===================================
NumPy And High-Performance Chunking
===================================


This page contains two sections related to NumPy_:

.. _NumPy: http://www.numpy.org/

 * `NumPy Array Sinks`_ describes how to transform the output of a pipeline to a NumPy array, and some points regarding this.
 * `High Performance Chunking`_ describes stages that chunk the data internally for high performance. Each such stage uses NumPy arrays internally.
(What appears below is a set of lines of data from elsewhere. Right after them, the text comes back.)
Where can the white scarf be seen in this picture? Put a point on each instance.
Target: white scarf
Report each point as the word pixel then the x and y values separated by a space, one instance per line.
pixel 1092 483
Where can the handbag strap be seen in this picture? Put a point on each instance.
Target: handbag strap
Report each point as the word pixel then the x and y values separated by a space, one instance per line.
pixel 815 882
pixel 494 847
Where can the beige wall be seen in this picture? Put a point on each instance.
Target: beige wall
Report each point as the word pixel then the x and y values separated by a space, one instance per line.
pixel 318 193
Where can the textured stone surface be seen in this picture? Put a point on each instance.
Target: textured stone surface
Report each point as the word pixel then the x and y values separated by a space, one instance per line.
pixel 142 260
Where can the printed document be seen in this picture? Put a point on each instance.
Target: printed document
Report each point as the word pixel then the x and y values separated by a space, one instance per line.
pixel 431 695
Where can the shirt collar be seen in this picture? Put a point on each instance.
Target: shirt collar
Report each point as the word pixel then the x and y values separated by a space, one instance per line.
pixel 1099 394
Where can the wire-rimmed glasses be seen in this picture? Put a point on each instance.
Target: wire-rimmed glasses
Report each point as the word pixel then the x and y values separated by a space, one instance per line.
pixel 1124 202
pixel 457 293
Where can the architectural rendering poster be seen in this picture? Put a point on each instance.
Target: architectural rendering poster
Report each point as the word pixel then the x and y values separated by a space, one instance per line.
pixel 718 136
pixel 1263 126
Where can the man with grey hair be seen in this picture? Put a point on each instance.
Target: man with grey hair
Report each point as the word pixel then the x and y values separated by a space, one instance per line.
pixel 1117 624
The relevant stages are in the :py:mod:`dagpype.np` sub-package.


-----------------
NumPy Array Sinks
-----------------

Much of the purpose of this library is for preprocessing data for further processing using other Python libraries.

To build a pipe resulting in a NumPy array, we can do something like one of the following:
::

    >>> a = stream_vals('rain.txt') | np.to_array()
    >>> type(a)
    <type 'numpy.ndarray'>
    >>> a.shape
    (61,)

    >>> a = stream_vals('meteo.csv', ('wind', 'rain')) | np.to_array()
    >>> type(a)
    <type 'numpy.ndarray'>
    >>> a.shape
    (60, 2)

    >>> a = stream_vals('meteo.csv', ('wind', 'rain')) | \
    ...     filt(pre = lambda (wind, rain) : wind < 10 and rain < 10) | \
    ...     np.to_array()
    >>> type(a)
    <type 'numpy.ndarray'>
    >>> a.shape
    (48, 2)

If the the sole reason we're creating an array is for applying a NumPy function, we can :ref:`chain sinks <sink_chaining>`:
::

    >>> print stream_vals('meteo.csv', 'rain') | (to_array() | sink(lambda a : numpy.median(a)))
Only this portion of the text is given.